Learn how Wix automatically upgrades their multi-regional, replicated Vault clusters running on Kubernetes at scale.
Wix uses multi-regional, replicated Vault clusters running on Kubernetes. Upgrading these at scale can be a chore, so they took the documentation and automated them using a CD pipeline.
In this talk, you will learn how they went from manual upgrades to fully automated upgrades to Vault clusters at scale. They’ll take you through the step-by-step process and how it makes it simple to update Vault throughout their architecture throughout the year.
My name is Moran Frimer. I'm a security platform team leader at Wix Infrastructure. Before I arrived at Wix, I spent four and a half years working at Check Point as a DevOps team leader, and all around, I've been, in total, in the DevOps world for more than 10 years.

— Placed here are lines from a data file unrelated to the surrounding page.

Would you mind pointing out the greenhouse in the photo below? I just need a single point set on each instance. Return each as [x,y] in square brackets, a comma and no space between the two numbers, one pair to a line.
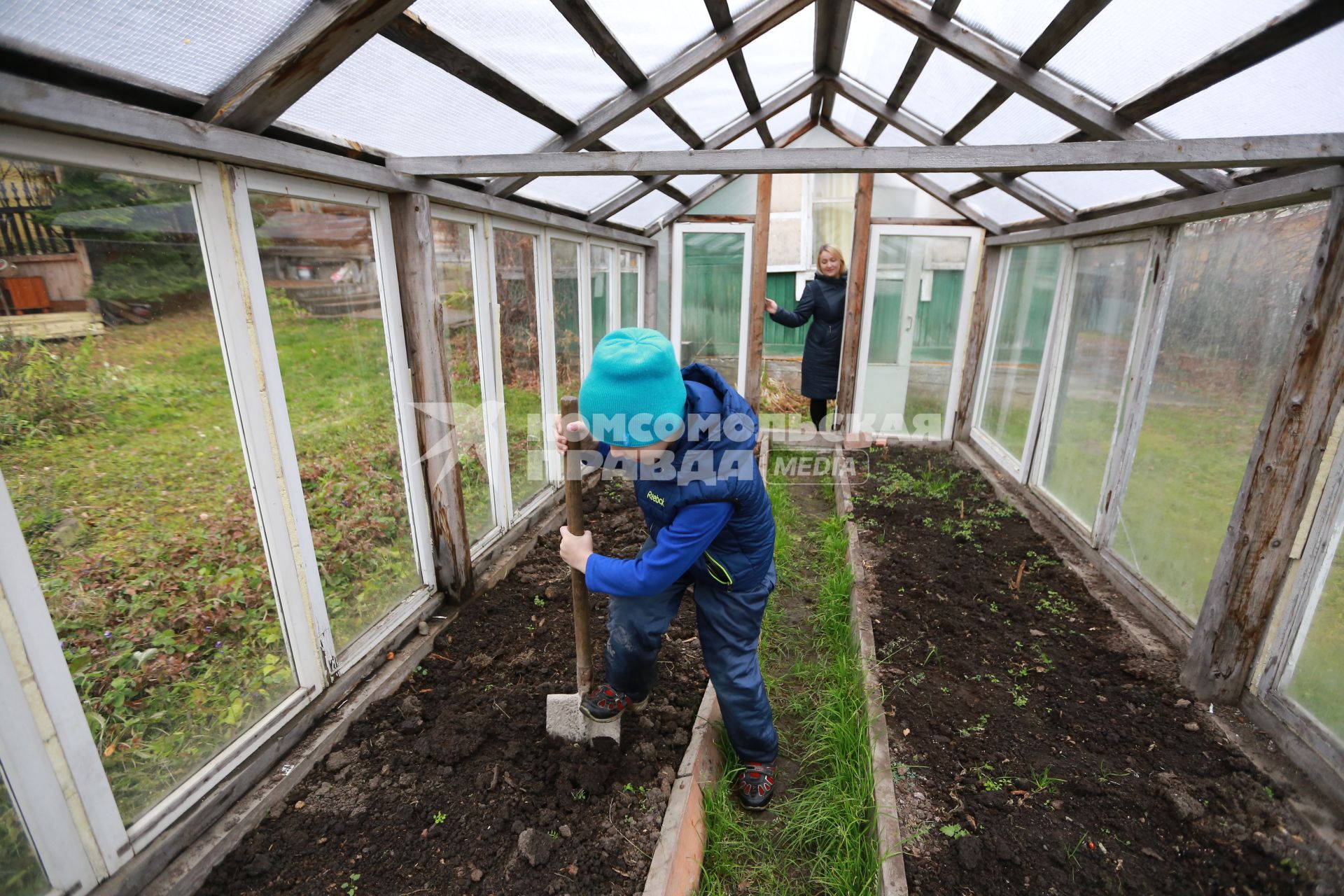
[1040,314]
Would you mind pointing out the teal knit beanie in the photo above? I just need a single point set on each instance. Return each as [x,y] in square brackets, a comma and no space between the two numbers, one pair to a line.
[634,396]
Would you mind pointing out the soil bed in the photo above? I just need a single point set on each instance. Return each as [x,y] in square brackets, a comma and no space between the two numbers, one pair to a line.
[1037,747]
[452,786]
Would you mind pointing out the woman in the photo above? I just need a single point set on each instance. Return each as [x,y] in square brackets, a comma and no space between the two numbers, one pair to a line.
[823,300]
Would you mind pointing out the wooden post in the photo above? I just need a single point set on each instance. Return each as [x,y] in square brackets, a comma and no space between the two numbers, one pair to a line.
[756,327]
[426,352]
[976,342]
[854,305]
[1282,468]
[651,285]
[578,583]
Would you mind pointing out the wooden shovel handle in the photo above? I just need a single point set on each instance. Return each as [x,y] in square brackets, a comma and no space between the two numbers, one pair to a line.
[578,586]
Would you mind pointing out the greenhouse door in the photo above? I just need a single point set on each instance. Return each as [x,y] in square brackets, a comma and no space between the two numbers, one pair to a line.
[916,311]
[711,280]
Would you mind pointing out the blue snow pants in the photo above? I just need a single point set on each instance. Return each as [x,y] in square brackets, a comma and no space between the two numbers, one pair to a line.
[729,622]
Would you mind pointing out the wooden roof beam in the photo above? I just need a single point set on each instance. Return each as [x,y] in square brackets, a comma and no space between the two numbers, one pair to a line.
[691,62]
[722,19]
[720,139]
[1072,104]
[323,36]
[410,33]
[832,31]
[594,31]
[929,136]
[914,67]
[924,183]
[1062,29]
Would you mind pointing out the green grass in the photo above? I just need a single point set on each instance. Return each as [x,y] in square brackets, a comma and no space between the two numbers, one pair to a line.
[144,536]
[819,840]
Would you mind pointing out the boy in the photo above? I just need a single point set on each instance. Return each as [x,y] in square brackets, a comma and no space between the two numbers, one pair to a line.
[690,437]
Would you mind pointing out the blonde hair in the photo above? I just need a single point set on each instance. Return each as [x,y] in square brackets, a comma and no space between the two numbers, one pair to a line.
[834,250]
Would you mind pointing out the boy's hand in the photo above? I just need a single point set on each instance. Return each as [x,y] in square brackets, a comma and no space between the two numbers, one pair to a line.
[575,433]
[575,548]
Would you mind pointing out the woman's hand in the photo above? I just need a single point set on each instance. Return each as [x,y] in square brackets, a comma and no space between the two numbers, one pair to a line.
[575,433]
[575,548]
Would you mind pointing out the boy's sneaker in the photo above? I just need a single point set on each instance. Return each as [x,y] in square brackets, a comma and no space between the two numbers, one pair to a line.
[755,785]
[605,704]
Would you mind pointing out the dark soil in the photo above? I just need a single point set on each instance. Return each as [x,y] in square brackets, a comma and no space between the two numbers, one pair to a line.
[464,742]
[990,687]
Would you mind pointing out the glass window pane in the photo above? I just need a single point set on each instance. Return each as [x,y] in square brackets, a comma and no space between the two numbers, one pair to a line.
[600,262]
[565,293]
[515,290]
[1027,298]
[1236,286]
[122,458]
[20,872]
[454,266]
[913,330]
[1317,678]
[631,289]
[326,309]
[711,300]
[1108,285]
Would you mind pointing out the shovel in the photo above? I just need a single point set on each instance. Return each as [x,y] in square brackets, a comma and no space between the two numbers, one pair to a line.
[564,718]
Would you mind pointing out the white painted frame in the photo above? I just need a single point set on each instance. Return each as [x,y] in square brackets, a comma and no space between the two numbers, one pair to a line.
[977,434]
[974,246]
[678,258]
[543,331]
[482,292]
[1062,318]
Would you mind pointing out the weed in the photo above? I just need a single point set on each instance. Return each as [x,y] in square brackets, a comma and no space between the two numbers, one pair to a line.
[1043,780]
[976,729]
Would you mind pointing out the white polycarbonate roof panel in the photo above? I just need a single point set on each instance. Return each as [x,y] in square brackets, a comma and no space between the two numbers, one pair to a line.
[895,137]
[781,55]
[654,33]
[197,46]
[710,101]
[1012,24]
[1300,90]
[790,118]
[946,90]
[851,117]
[875,50]
[645,210]
[644,131]
[1019,121]
[578,192]
[1000,207]
[1089,188]
[1133,45]
[750,140]
[691,183]
[951,181]
[391,99]
[531,45]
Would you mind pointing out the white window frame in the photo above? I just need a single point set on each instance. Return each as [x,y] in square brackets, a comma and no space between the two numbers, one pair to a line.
[977,434]
[974,237]
[547,372]
[486,363]
[1091,530]
[678,232]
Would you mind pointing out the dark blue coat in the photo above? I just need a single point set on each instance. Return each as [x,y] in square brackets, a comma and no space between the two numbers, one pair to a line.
[823,301]
[717,465]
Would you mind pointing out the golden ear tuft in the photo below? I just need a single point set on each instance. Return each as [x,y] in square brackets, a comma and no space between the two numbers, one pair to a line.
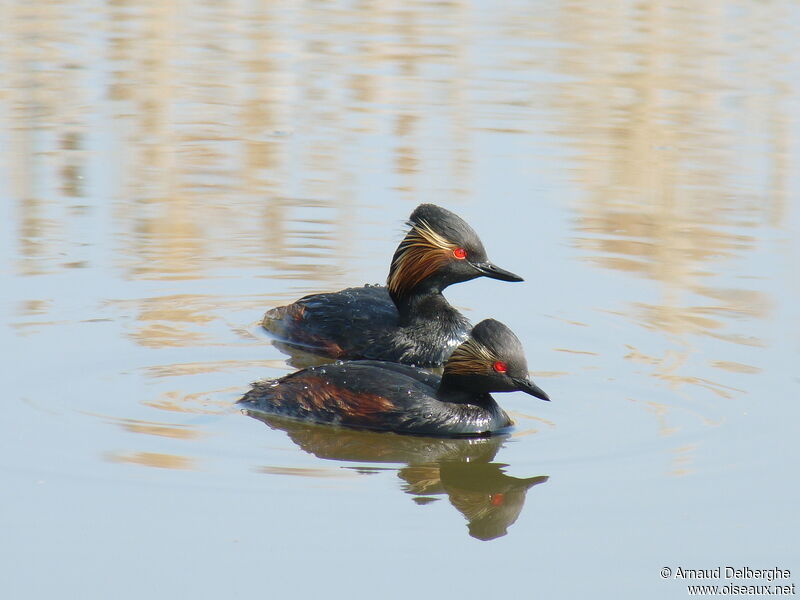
[421,253]
[470,358]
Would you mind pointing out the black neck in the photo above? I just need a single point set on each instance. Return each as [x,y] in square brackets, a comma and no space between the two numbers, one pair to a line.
[451,390]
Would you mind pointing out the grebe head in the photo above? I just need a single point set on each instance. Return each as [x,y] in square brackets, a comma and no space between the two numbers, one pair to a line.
[491,360]
[440,249]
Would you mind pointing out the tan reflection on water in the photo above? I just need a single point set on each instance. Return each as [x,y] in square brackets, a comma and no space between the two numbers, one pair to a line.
[229,134]
[153,459]
[683,157]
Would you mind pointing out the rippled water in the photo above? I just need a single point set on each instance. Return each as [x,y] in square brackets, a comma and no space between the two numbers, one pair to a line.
[173,170]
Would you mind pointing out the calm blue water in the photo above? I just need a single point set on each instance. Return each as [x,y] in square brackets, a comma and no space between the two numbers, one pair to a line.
[173,171]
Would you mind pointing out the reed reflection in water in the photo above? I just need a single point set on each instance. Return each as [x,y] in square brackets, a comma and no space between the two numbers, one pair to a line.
[173,170]
[461,469]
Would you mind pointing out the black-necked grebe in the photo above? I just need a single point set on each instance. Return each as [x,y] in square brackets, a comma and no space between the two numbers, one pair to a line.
[409,321]
[393,397]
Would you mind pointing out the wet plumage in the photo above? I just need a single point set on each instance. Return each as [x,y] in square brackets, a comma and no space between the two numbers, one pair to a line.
[408,321]
[389,396]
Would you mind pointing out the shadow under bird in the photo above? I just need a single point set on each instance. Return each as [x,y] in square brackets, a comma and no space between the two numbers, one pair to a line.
[394,397]
[407,321]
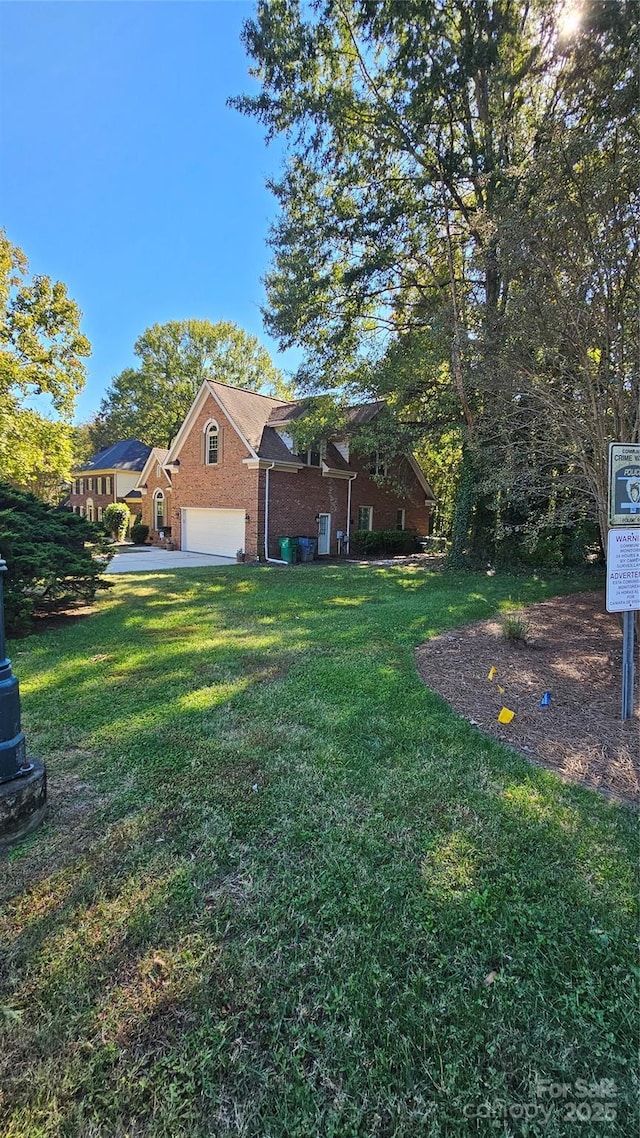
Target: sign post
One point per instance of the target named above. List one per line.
(623, 554)
(623, 595)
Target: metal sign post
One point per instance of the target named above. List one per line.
(623, 555)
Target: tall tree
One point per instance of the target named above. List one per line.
(412, 130)
(152, 401)
(38, 454)
(41, 354)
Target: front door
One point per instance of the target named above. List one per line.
(323, 534)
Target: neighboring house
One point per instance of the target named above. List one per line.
(232, 481)
(106, 477)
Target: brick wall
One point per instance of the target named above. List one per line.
(157, 481)
(386, 502)
(228, 485)
(103, 500)
(295, 500)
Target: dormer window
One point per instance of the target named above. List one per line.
(212, 444)
(316, 455)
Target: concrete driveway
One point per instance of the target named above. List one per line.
(149, 559)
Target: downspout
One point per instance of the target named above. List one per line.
(275, 561)
(347, 530)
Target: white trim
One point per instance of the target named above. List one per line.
(193, 412)
(328, 551)
(271, 464)
(347, 529)
(331, 472)
(370, 526)
(157, 494)
(153, 456)
(207, 430)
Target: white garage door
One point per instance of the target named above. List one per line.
(221, 532)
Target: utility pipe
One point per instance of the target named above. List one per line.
(275, 561)
(347, 530)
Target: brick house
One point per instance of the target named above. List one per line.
(106, 477)
(232, 480)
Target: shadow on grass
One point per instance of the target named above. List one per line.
(312, 955)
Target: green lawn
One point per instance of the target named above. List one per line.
(186, 955)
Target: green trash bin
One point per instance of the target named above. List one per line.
(289, 550)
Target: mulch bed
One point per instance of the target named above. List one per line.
(574, 652)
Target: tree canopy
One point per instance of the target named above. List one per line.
(458, 231)
(42, 353)
(150, 402)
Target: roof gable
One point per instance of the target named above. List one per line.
(129, 454)
(157, 454)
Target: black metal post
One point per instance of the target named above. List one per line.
(13, 747)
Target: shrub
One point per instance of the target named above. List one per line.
(516, 628)
(139, 533)
(392, 542)
(49, 566)
(115, 520)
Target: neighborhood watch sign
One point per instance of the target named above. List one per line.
(624, 484)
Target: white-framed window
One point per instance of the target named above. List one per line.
(158, 510)
(314, 455)
(212, 443)
(377, 464)
(366, 517)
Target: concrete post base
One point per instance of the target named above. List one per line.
(23, 803)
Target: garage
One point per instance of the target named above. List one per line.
(219, 532)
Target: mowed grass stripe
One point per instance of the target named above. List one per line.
(190, 955)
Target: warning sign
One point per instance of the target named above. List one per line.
(624, 484)
(623, 570)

When I first started working at Wix, my first assignment was to upgrade all of our Vault clusters. Although I had no past experience working with Vault, I thought it was a straightforward task. Man, I was wrong.
Let's start. As you know, every few weeks, HashiCorp releases a new Vault version, usually with cool new features and sometimes also important security fixes. So, I guess now, most of you, like me, need to manually upgrade all of your Vault clusters.
Why must we upgrade our Vault frequently? Every year, only on Vault alone, there are several CVEs which have been fixed, and so many new features and bug fixes. You also don't want to wait longer for a new version to arrive. The longer you wait, the gap between your current version and the latest one will make the upgrade even more difficult.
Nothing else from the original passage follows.